Cooper’s sudden absence from the football year is harder to absorb because since he first burst onto the public consciousness in the summer of 2002, the guy has been like clockwork. His gifts as a footballer may be the stuff of delicate touches and off-the-cuff improvisation but he also seemed to have the durability of a Kenyan distance runner. He just didn’t break down, he looked the same and played the same. You could see the toll beginning to take to players around Cooper as the decade went on but he was still the flame haired kid with irrepressible energy.

The timing of the injury means that Cooper's most recent appearance in a Kerry jersey was in the All-Ireland semi-final against Dublin last summer, a sensational game in which Cooper gave a master class in football aesthetics through the first half. The fabulousness of the match was of little consolation to Kerry, where they don't go in for magnificent defeat too much. But to the hundreds of thousands of people watching around the country, the match offered a portrayal of Kerry as they are seldom seen. For once, they weren't the strongest team justifying their tag as favourites but were, instead, regarded as a great if declining side taking on the emerging power in the game. The colours were classic but the mood was new. The attitude and honesty and, most of all, the spirit with which they played that game illustrated why Gaelic football has been their mode of expression for most of the century just as much as any of their garlanded winning years. There was some disgruntlement at the attention Cooper had received from the Dublin defence but not a peep from the Kerry camp.

Chief intrigues
They keep their mouths shut when they lose. But the match signalled that Kerry had not gone away. And all winter, the prospect of how Kerry and Cooper would respond to what was a brilliant All-Ireland season by the Dubs had, until last weekend, been one of the chief intrigues of the championship.
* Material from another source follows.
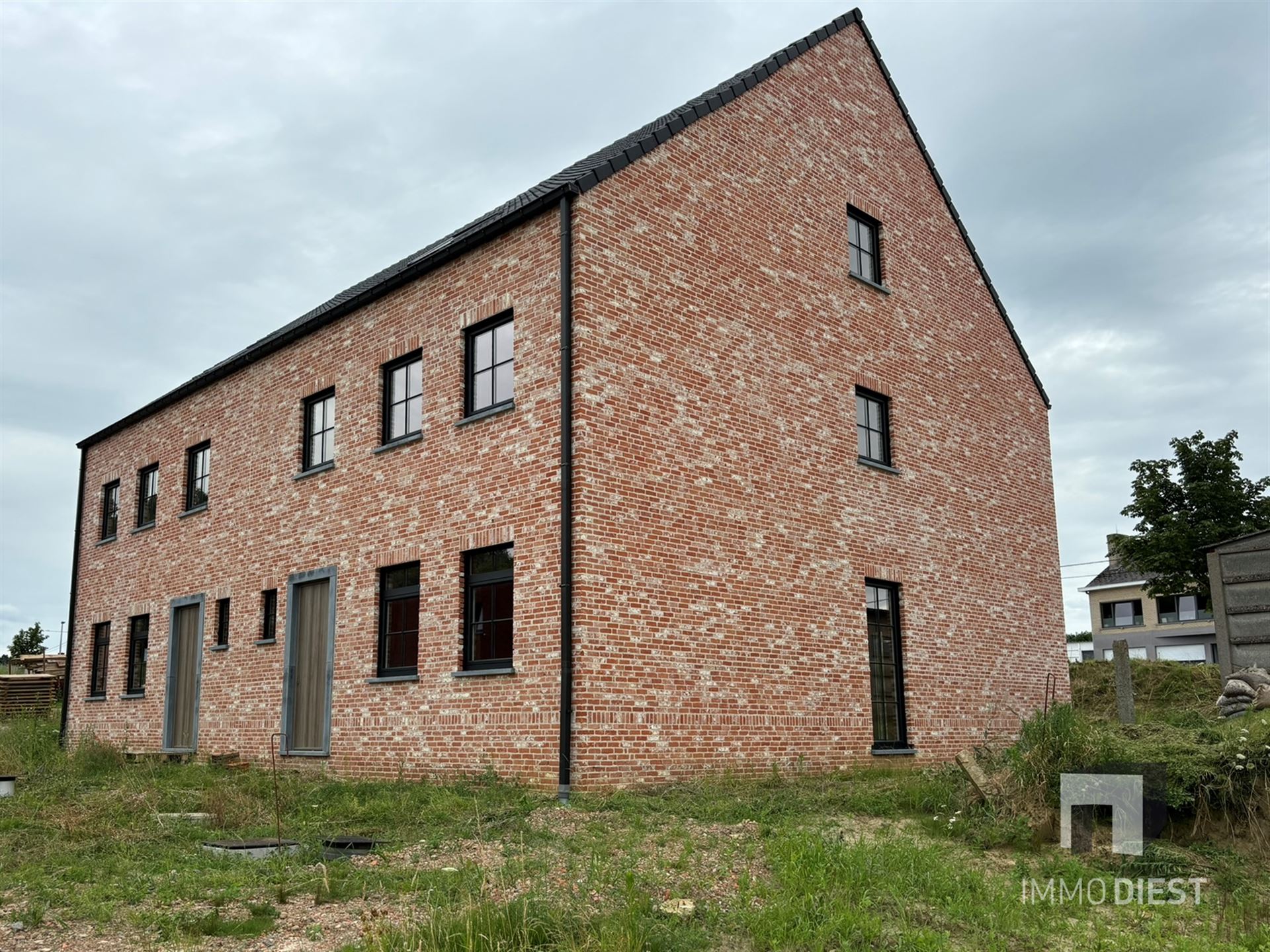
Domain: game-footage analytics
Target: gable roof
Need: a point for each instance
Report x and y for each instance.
(575, 179)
And now the Gaelic football season has been robbed of that and of a player whose gifts are so luminous and rare that he managed to float above the high walls of county loyalty. Cooper has been doing what he does for so long and so brilliantly that he even the most die-hard fans from other counties bow to the pleasure of seeing him play. The dismay is general. Before a ball has been kicked, there is a sense that this year’s championship cannot be as good as last year’s was because Cooper is not playing in it.

So what now? Kerry, rightly or wrongly, have been largely dismissed in the minds of many as potential All-Ireland champions. Kerry are, of course, diminished without Cooper but the idea that they don’t count is foolish and one they will enjoy trying to disprove. It has been a long time since they have been in that position. The lack of expectation may be liberating for the younger players trying to feel their way into what is a legacy as well as a team. Eamon Fitzmaurice has time to devise a different strategy for the season and is the right man for what is a minor crisis: calm, hyper-detailed and unafraid to try new things.

When word of Cooper’s injury broke, thoughts immediately drifted to the west coast of America, where Kobe Bryant of the Los Angeles Lakers is undergoing a similarly demoralising sequence of injuries. Last April, while in the form of his life, Bryant suffered an Achilles tear and worked like a demon to return to team training seven months later. After playing just seven games, he fractured his knee in a separate injury last December. Afterwards, he sent out a twitter message: BrokenNotBeaten. He hasn’t played since and is working towards a return, day by day.

And unless Cooper’s team-mates can concoct their season-of-seasons this year, his return will mark five years without an All-Ireland title going to Kerry. His best work is far from done.